Flights to Israel had been canceled, so Hanna travelled to London to stay with a friend until he could work out how to get home. On that flight, he learnt from students that his lab had been damaged by a missile strike in retaliatory attacks launched by Iran. The Weizmann Institute is considered by Iran to be a military target.

Extensive damage

In the immediate aftermath of the strike, there was shattered glass everywhere, the computers weren’t turning on, incubators fell and the power went out. In one lab, the ceiling had collapsed, and the staircase had detached, Hanna was told. His students managed to save hundreds of frozen mouse and human cell lines by transferring them to back-up liquid-nitrogen tanks that Hanna had stored in the basement. “I was always worried that if a war actually happens, I don’t want to lose these.”

He now plans to fly to Jordan and then drive to Israel from there. The damage to the lab has probably set his research back about six months, he says.

In a message to researchers seen by Nature, the Weizmann Institute said the strike had caused “substantial damage” and affected most buildings. It advised that only authorized people are allowed on campus until further notice.

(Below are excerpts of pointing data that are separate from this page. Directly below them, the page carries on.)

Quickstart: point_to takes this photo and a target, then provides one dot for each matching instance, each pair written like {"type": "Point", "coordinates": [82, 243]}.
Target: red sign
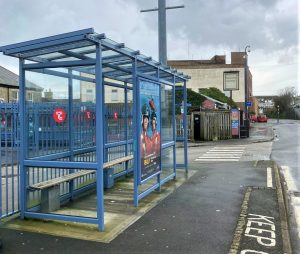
{"type": "Point", "coordinates": [115, 115]}
{"type": "Point", "coordinates": [88, 115]}
{"type": "Point", "coordinates": [59, 115]}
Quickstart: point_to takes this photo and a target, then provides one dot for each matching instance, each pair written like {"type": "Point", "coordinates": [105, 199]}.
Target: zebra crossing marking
{"type": "Point", "coordinates": [222, 153]}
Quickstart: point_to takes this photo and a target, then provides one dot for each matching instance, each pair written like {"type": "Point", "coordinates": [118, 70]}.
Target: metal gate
{"type": "Point", "coordinates": [9, 174]}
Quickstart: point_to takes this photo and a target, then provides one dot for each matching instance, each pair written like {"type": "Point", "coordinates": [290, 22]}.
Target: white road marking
{"type": "Point", "coordinates": [288, 178]}
{"type": "Point", "coordinates": [226, 150]}
{"type": "Point", "coordinates": [295, 201]}
{"type": "Point", "coordinates": [215, 159]}
{"type": "Point", "coordinates": [269, 178]}
{"type": "Point", "coordinates": [222, 153]}
{"type": "Point", "coordinates": [218, 151]}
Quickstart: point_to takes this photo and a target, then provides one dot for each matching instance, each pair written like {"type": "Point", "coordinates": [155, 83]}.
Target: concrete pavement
{"type": "Point", "coordinates": [232, 207]}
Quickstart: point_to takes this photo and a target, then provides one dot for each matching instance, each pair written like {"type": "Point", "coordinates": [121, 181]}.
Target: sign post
{"type": "Point", "coordinates": [59, 115]}
{"type": "Point", "coordinates": [235, 123]}
{"type": "Point", "coordinates": [150, 141]}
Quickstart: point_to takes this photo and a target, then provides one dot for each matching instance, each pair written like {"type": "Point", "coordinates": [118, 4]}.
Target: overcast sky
{"type": "Point", "coordinates": [199, 31]}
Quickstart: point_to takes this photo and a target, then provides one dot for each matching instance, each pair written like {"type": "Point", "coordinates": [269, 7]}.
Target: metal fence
{"type": "Point", "coordinates": [9, 173]}
{"type": "Point", "coordinates": [47, 138]}
{"type": "Point", "coordinates": [214, 125]}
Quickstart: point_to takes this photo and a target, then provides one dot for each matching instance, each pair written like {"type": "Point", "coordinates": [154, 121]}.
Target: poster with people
{"type": "Point", "coordinates": [150, 128]}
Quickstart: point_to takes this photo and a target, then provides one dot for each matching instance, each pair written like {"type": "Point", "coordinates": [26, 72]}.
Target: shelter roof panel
{"type": "Point", "coordinates": [80, 45]}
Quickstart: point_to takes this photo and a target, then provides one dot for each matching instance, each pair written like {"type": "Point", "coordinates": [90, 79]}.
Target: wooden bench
{"type": "Point", "coordinates": [50, 191]}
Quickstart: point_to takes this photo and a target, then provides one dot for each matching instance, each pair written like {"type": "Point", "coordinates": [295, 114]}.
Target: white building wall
{"type": "Point", "coordinates": [213, 77]}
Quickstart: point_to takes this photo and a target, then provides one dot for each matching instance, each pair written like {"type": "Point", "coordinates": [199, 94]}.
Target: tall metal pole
{"type": "Point", "coordinates": [162, 31]}
{"type": "Point", "coordinates": [162, 28]}
{"type": "Point", "coordinates": [247, 49]}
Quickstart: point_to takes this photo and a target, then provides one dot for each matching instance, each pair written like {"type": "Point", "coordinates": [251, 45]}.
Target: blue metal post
{"type": "Point", "coordinates": [159, 175]}
{"type": "Point", "coordinates": [71, 127]}
{"type": "Point", "coordinates": [126, 124]}
{"type": "Point", "coordinates": [136, 138]}
{"type": "Point", "coordinates": [185, 127]}
{"type": "Point", "coordinates": [99, 138]}
{"type": "Point", "coordinates": [23, 148]}
{"type": "Point", "coordinates": [174, 126]}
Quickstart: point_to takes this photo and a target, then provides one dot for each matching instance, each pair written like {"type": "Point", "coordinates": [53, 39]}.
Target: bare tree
{"type": "Point", "coordinates": [285, 100]}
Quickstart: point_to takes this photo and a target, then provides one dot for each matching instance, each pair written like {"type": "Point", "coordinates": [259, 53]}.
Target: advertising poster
{"type": "Point", "coordinates": [150, 129]}
{"type": "Point", "coordinates": [235, 122]}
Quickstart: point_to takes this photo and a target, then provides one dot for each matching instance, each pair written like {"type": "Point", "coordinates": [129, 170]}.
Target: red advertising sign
{"type": "Point", "coordinates": [88, 115]}
{"type": "Point", "coordinates": [235, 120]}
{"type": "Point", "coordinates": [59, 115]}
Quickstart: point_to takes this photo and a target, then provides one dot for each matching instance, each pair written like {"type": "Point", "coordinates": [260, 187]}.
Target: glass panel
{"type": "Point", "coordinates": [114, 114]}
{"type": "Point", "coordinates": [54, 122]}
{"type": "Point", "coordinates": [130, 113]}
{"type": "Point", "coordinates": [167, 161]}
{"type": "Point", "coordinates": [166, 113]}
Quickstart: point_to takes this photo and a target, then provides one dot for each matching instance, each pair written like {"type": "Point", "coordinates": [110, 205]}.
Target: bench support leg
{"type": "Point", "coordinates": [50, 199]}
{"type": "Point", "coordinates": [108, 178]}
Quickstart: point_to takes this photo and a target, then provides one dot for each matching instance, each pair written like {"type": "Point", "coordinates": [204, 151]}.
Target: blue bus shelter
{"type": "Point", "coordinates": [104, 111]}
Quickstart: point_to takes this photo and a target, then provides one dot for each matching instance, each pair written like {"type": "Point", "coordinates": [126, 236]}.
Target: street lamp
{"type": "Point", "coordinates": [247, 50]}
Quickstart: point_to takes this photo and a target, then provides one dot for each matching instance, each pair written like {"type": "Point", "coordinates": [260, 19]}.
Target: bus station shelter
{"type": "Point", "coordinates": [104, 112]}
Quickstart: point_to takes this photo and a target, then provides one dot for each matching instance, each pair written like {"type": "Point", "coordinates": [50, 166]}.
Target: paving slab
{"type": "Point", "coordinates": [119, 214]}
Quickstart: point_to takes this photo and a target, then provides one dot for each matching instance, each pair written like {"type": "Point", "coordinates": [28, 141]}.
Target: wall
{"type": "Point", "coordinates": [213, 77]}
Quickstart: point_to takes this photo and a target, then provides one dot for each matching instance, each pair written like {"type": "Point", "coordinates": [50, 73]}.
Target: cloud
{"type": "Point", "coordinates": [200, 30]}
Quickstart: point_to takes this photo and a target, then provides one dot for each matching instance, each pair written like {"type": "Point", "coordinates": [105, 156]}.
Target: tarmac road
{"type": "Point", "coordinates": [203, 215]}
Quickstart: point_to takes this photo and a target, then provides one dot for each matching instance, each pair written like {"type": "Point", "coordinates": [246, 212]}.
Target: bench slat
{"type": "Point", "coordinates": [117, 161]}
{"type": "Point", "coordinates": [65, 178]}
{"type": "Point", "coordinates": [61, 179]}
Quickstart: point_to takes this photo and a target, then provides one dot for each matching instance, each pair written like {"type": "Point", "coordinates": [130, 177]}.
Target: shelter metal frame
{"type": "Point", "coordinates": [92, 54]}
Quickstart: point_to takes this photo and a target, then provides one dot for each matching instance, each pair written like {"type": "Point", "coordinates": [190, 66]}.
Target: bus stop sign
{"type": "Point", "coordinates": [59, 115]}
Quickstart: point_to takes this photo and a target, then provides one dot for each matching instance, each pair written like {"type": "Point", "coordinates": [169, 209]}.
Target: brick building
{"type": "Point", "coordinates": [216, 73]}
{"type": "Point", "coordinates": [9, 88]}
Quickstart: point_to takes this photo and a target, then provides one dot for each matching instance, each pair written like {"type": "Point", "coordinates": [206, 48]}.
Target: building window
{"type": "Point", "coordinates": [114, 94]}
{"type": "Point", "coordinates": [29, 96]}
{"type": "Point", "coordinates": [231, 80]}
{"type": "Point", "coordinates": [89, 94]}
{"type": "Point", "coordinates": [14, 95]}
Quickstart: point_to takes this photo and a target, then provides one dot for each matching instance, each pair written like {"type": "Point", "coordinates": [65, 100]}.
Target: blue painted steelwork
{"type": "Point", "coordinates": [23, 168]}
{"type": "Point", "coordinates": [50, 149]}
{"type": "Point", "coordinates": [99, 138]}
{"type": "Point", "coordinates": [185, 127]}
{"type": "Point", "coordinates": [174, 128]}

A spokesperson for the institute says that it is “in contact with the relevant security and emergency agencies, and is taking all necessary steps to ensure the safety of employees and the campus”.

Serious restrictions

Researchers in Iran have also been affected by the escalating conflict. They are avoiding in-person meetings at universities and have taken their work online, out of fear that their universities and research institutes could become military targets, says Abbas Edalat, a British–Iranian computer scientist and mathematician at Imperial College London. “It is a serious restriction” because researchers won’t be able to continue their lab experiments, he says. The disruption comes on the back of years of on-and-off international economic sanctions that have hindered academics’ ability to do research and travel to conferences, says Edalat. Iranian science is “paying a high price”, says Encieh Erfani, an Iranian cosmologist now at Perimeter Institute for Theoretical Physics in Waterloo, Canada.